My wine 7, Gerard Bertrand’s Clos du Temple Rosé, 2021, Languedoc Cabrières is made with the same grape varieties as Hampton Water with the addition of Viognier but comes with the moniker and price tag (£169 trade) of ‘Best rose wine in the world’. I wouldn’t want to necessarily dispute that- made from grapes grown in Cabrieres, in Languedoc AOP which are then aged in new French oak for six months, this biodynamic wine is damn fine, fresh but also complex, with great length. Really classy but also really enjoyable.
To New Zealand for my eighth wine, Neudorf Rosie’s Block Chardonnay 2018, a perfectly balanced, really well made wine from Nelson, with a warm, sunny palate with suggestions of peach, apricot and vanilla. New Zealand has been trying hard to break away from being associated purely with Sauvignon Blanc and much has been written about the quality of its Chardonnay – this is a truly great example at a good price (around £24 trade) that shows the Kiwis can give the Burgundians a proper run for their money.

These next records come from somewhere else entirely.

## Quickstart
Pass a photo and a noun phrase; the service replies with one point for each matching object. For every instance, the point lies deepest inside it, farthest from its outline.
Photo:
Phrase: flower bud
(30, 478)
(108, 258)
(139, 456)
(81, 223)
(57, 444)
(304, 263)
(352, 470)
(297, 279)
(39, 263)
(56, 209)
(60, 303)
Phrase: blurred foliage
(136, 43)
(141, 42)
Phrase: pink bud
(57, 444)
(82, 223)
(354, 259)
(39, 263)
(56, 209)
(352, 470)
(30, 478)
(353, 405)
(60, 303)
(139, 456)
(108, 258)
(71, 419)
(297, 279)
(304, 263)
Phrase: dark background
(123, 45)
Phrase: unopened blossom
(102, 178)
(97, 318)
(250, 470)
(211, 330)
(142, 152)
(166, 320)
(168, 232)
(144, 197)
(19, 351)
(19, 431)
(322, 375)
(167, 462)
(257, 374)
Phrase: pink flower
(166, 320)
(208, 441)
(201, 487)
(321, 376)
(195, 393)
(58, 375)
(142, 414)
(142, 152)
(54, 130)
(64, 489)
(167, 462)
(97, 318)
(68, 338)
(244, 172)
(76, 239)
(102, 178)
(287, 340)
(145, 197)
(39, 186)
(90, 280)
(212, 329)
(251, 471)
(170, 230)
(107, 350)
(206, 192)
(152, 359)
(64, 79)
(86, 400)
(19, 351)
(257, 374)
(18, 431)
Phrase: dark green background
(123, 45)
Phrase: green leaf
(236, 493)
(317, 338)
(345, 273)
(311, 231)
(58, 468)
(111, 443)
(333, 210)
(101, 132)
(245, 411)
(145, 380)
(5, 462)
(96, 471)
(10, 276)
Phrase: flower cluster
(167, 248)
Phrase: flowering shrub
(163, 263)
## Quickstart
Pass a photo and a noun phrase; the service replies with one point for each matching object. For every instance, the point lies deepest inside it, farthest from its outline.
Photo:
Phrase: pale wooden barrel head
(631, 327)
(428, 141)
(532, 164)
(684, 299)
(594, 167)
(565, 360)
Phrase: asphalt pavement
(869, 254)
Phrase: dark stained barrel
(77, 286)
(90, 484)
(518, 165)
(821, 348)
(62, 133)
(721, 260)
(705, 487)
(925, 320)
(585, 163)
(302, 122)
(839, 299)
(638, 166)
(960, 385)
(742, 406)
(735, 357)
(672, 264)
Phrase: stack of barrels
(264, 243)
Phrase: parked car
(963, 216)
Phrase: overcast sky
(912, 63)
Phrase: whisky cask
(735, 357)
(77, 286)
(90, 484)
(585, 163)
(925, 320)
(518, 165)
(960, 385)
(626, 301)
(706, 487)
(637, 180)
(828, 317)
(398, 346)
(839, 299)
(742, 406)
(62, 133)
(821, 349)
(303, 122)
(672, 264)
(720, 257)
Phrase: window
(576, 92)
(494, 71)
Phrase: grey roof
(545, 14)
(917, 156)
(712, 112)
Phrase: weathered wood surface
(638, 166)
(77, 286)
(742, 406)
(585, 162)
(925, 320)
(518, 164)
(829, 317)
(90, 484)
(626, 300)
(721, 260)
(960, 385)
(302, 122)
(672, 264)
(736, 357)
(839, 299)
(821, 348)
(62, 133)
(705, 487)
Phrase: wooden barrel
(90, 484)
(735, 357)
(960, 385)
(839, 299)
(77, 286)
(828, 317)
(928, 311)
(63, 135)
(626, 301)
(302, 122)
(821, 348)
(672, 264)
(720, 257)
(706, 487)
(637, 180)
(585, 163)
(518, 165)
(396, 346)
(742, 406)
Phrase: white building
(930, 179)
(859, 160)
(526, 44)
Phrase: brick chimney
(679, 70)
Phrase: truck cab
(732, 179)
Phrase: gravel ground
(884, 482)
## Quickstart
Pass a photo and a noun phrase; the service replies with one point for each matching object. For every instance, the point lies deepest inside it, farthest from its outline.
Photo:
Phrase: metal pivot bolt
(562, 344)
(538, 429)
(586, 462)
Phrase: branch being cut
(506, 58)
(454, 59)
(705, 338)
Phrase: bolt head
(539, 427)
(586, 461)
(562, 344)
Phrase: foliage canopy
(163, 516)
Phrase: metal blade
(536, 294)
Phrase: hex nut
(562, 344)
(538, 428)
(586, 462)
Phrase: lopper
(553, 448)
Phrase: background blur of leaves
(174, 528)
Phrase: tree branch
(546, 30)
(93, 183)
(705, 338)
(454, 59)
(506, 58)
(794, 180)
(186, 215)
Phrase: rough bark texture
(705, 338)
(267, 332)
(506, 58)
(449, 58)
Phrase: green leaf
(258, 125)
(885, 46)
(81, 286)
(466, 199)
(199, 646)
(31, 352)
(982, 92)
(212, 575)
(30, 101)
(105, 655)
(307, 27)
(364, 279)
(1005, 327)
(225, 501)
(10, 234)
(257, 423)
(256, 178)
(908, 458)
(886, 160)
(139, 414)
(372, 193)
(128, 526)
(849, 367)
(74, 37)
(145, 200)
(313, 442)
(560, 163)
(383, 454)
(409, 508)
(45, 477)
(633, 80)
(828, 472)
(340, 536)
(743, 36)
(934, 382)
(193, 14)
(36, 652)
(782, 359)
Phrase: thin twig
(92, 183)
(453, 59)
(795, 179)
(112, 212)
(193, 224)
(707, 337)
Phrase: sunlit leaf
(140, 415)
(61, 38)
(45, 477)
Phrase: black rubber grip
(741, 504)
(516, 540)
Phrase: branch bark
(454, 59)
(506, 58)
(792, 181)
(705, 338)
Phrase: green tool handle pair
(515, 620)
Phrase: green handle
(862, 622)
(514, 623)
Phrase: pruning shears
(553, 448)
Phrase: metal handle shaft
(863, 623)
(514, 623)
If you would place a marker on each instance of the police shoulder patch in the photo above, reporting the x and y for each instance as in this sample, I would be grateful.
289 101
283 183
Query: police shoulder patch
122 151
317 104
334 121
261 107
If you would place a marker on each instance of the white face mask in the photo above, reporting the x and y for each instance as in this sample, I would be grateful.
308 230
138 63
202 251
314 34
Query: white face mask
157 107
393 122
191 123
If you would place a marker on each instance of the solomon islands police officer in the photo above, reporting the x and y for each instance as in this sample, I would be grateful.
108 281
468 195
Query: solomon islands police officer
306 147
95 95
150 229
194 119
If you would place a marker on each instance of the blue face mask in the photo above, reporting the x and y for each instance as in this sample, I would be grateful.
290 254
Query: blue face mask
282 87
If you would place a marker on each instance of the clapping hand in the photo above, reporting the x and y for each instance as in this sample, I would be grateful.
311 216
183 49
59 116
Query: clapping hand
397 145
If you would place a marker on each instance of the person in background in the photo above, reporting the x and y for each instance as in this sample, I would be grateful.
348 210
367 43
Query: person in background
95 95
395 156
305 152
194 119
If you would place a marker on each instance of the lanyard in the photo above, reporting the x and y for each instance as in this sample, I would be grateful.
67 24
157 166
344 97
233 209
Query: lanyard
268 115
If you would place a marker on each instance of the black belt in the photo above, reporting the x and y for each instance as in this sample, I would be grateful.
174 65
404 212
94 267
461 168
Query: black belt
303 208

Another Chardonnay makes wine 9, but from the far side of the world from Neudorf. The Checkmate Attack Chardonnay 2015 from British Columbia’s Okanagan Valley is produced by the Mission Hill group, one of the Canadian wine industry’s pioneers; incredibly fine and intensely aromatic with buttery vanilla notes supporting the peach and apricot palate, this is made in tiny volumes – just 4000 bottles – but well worth seeing out.
And for wine 10, we’re off to Puklavec Family Wines in Slovenia. Its Seven Numbers Furmint 2021 shows that although Hungary is home to Furmint, other Central European countries – including Austria, Slovakia and Slovenia – can also make great expressions of the variety. This is surprisingly full-bodied, with lots of fruit character but also quite spicy, with a very long finish that shows both the versatility of the variety (which can also produce lean wines with high acidity as well as, of course, the famous sweet Tokaji Aszu) and the skill of the winemaker. A great take on a great variety.
Footnote…
One small gripe… with the UK wine trade mega keen to flag its green credentials, many importers are now opting not to publish physical tasting books. No one is keener to save the planet than me, but at Bibendum’s Art of Wine I realised this approach has a downside – because taking serious notes is made more laborious, many people just don’t bother and just seem to want to party. And what a party it was.